Dinler ve ideolojilerin tarihi gösteriyor ki davasına sıkı sıkı bağlı ya da bir misyon yüklenen erkekler öncelikle eşlerini ve evlatlarını ihmal etmeye zorunlu kalmışlardır. Yakın çarpıcı örnek, Yılmaz Güney’in kızı Elif Güney Pütün’ün, Bir Odadan Bir Odaya başlıklı kitabında dile geliyor.
Mütedeyyin kişilikler açısından da, peygamber de olsa evlat ve eşle, hatta aşkla sınanmanın örnekleri çok sıradışı ve sınırlı değil. Nuh, Lut, Yusuf...
Türkiye ikliminde Garaudy’yi kuşağı yazarlar arasında en çok Nurettin Topçu’ya benzetiyorum. İki yazarın da edebiyatçı yönü, eylemi beslemeye dönük düşüncenin gölgesinde kalmış görünüyor. Felsefenin bastırılmasının bu topraklarda sebep olduğu düşünsel daralmaya dönük eleştirileri kadar, kadınların ezilmişliği konusunda da paylaştıkları bir tesbit, duyarlık ortaklığı var ayrıca. Kaç kişi Topçu’nun fikir yazılarının gölgesinde kalan hikâyelerini, özellikle taşralı kadınların gönülsüz evlilikleri konusunda çok önemli bir sosyolojik başvuru kaynağı olabilecek “Karayazı” isimli hikâyeyi okudu, bilmiyorum. (Topçu’nun hikâyelerini biraraya getiren Taşralı, Ezel Erverdi ve İsmail Kara’nın çabalarıyla 2005’te yayımlandı Dergâh Yayınları tarafından.)

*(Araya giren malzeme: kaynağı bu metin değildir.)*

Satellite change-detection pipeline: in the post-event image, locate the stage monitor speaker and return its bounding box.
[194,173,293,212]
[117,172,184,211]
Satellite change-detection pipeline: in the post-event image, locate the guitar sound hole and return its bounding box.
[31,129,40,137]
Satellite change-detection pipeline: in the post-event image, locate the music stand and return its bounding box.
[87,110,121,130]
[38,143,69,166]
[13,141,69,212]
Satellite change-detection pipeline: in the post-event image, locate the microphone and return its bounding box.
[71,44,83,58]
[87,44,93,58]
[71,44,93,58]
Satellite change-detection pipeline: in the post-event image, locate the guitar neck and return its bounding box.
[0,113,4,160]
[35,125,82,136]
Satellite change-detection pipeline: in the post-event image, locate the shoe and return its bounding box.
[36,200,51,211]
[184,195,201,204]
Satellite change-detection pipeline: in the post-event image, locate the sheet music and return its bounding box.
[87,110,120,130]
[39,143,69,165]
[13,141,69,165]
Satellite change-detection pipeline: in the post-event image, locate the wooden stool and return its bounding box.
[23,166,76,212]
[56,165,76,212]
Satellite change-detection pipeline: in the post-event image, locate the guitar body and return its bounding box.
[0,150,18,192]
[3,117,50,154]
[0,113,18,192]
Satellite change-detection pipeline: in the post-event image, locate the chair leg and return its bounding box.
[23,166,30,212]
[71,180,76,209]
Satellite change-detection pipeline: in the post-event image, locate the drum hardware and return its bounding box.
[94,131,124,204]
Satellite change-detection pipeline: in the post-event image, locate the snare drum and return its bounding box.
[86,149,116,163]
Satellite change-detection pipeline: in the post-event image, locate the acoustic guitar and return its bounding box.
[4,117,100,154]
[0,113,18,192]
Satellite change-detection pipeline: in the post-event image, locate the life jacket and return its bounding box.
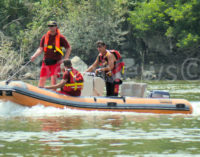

Kadın meseleleri üzerine kafa yormayı hiç bırakmamış bir düşünür Garaudy. “Erkek hâkimiyetine dayalı altı bin yıllık ataerkil toplum yapısından bu yana, insanlık kadın boyutu tarafından kötürümdür. Güç ve savaş, çarpışma ve hâkimiyet konularında ‘erkekçe’ değerleri birinci plana koymuş olan toplumlarımızın temel problemi, toplumsal ilişkilerimizin ‘kadınlaştırılması’ problemidir” diye yazmıştı, İslam ve İnsanlığın Geleceği isimli kitabında. Rengin Soysal da, “Garaudy ve Selülitler” başlıklı yazısında değinmişti müteveffa düşünürün bu tesbitlerine.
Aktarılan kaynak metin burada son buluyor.